Midnight is my Friend
Here I am again, sitting in front of the computer in the dead of night, only too aware that I haven't posted for several days. The world just seems to be getting away from me at the moment – I'm not sure if I'm just trying to be involved in too many things, or if I'm not pedalling fast enough.
I can't help reminding myself of a message I've seen written by several friends recently – that it's ok not to chase your own tail – that it's ok to say no – that there is value in slowing down.
There are so many things I want to do though. I end up laughing at myself – I have always been my own worst enemy.
Last night we went out to a fund-raiser at the infant school where my other half works – propping up the “staff table”. It was supposed to be a quiz, but involved little or no knowledge. One of the rounds involved identifying the flavour of jelly beans. On the way home I opined that this is the future – whether we like it or not. Generations are coming through where the majority seem to have have no knowledge about anything much in the world. If they haven't seen something on Facebook, Tiktok, or their friends haven't texted them about it, they have no clue. The traditional subjects – history, geography, science, nature, art – you may as well be asking them to write out the equations of motion.
One particular table at the fund raiser stunned us by leaving a considerable amount of rubbish, empty bottles and food wrappers strewn across their table and the floor when they left. Because of course we were there to clean up after them. What is it with some people thinking the rest of the world is there to serve them? How conceited are they?
While walking home – furious with the many small slights that had mounted up throughout the night – I had to remind myself that none of it really mattered. Less than half a world away, a catastrophe is being discovered – with evidence that the retreating army of a superpower have massacred civilians en-masse.

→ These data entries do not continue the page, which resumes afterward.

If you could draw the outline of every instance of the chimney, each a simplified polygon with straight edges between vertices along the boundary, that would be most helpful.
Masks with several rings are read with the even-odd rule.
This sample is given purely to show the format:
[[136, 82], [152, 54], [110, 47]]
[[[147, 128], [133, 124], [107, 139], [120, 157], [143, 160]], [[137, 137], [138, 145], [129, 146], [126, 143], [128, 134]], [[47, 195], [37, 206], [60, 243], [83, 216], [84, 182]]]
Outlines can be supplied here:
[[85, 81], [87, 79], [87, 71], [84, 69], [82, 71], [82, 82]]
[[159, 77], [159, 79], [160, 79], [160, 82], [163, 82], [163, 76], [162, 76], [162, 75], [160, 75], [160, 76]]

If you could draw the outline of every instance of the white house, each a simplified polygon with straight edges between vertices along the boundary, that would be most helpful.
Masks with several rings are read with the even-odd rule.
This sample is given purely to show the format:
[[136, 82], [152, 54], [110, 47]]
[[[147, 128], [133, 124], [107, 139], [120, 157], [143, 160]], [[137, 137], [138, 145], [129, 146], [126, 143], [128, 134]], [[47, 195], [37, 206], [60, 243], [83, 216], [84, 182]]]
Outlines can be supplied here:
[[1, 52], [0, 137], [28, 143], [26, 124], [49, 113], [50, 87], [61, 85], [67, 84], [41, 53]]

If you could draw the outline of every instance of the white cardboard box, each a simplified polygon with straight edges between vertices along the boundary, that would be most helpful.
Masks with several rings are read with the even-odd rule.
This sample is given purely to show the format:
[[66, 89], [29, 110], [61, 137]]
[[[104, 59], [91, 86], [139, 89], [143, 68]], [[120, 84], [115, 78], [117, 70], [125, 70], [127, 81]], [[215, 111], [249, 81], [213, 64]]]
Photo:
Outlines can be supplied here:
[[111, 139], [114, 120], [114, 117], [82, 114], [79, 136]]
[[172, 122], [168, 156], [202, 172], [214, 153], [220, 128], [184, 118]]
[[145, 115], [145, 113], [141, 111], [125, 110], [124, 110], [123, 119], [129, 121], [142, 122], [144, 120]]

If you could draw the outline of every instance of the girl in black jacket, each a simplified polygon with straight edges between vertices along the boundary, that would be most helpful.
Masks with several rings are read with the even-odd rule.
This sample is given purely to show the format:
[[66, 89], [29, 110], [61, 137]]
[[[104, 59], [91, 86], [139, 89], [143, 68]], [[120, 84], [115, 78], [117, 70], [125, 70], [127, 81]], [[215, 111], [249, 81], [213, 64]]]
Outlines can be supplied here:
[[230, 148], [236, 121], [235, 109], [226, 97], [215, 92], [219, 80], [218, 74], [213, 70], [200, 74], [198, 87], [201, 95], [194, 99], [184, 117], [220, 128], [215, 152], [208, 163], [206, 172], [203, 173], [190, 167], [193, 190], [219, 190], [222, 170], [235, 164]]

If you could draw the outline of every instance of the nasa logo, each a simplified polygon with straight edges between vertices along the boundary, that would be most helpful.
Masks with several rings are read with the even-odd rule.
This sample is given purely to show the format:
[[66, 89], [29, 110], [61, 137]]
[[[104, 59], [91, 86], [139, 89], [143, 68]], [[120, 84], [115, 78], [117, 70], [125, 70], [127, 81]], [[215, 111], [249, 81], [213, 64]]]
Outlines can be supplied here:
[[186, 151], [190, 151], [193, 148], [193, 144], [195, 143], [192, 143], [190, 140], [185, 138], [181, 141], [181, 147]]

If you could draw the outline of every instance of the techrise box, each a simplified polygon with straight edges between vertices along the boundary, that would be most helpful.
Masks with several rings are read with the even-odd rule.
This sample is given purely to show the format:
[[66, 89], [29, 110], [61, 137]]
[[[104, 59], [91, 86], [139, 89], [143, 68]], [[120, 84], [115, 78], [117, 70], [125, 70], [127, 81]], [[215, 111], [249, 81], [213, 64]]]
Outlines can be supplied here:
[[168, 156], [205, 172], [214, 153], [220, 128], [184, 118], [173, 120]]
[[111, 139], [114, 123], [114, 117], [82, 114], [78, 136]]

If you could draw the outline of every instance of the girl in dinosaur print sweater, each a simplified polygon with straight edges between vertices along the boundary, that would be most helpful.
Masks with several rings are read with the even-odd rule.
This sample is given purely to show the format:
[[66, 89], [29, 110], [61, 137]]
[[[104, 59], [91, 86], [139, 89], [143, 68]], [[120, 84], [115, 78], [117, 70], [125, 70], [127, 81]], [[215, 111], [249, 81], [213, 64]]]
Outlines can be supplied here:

I will admit that in recent weeks I've wondered what the point of it all is – this life thing – when you could be cut down tomorrow. Why do we strive, hope, dream, or even attempt to build when a hostile adversary can invade, kill, and destroy with wanton abandon? How do soldiers of any army reconcile their actions? How do they live with what they have done? Can people really be conditioned to such an extent that they become machines without conscience ? Sadly experience of conflict around the world seems to tell me they can.
Suddenly the method I use to get from one day to the next seems like a good one – putting one foot in front of the other. When the world seems a little too big, and a little too loud, concentrating on putting one foot in front of the other works well. It gets me from today to tomorrow – and tomorrow it will get me to the next day.
The real trick is finding somebody to walk alongside while finding my way from today to tomorrow. I'm lucky enough to count several such people in my sort-of-secret group of far flung friends on the internet. We might not message each other every day, but when we do, the world becomes a little bit smaller, and a little bit easier to survive.